Sounds like a movie....summer palace pearls in 1860 scattered on the floor and carried off by greedy soldiers.

Many superb pearls were among the precious objects in the Yuen-Min-Yuen or Summer Palace in Pekin at the time of its capture by the European forces in 1860. Numbers of these were lost in the confusion of the sacking and plunder, when the soldiers' pockets were filled and the floors were strewn with jewels, beautiful objects of gold and silver, rich silks and furs, carved jade, lapis lazuli, etc. Some of the pearls found their way to Europe, and especially to France and England. They were of good size and luster and were mostly yellowish in color. Unfortunately, many were crudely drilled with large holes, and had been strung on gold wires by which they were attached to the idols they decorated at the time they were stolen. More than one hundred, each over thirty grains in weight were received in England, and sold at an average of nearly one thousand dollars.

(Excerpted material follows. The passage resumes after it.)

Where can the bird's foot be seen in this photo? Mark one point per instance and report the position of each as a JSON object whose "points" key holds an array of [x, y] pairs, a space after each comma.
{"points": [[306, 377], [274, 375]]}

A similar booty came from the spoliation during the war between China and Japan in 1894, and during the Boxer outbreaks of 1901, and quantities of pearls, often large and of fine color, but a little the worse for wear, were brought to the United States and Europe by the soldiers and officials, and also by traders and travelers who obtained them in China. The pendant figured is one of these objects.

Summer Palace Pearls in 1860 as recorded by Kunz and Stevenson in "The Book of the Pearl".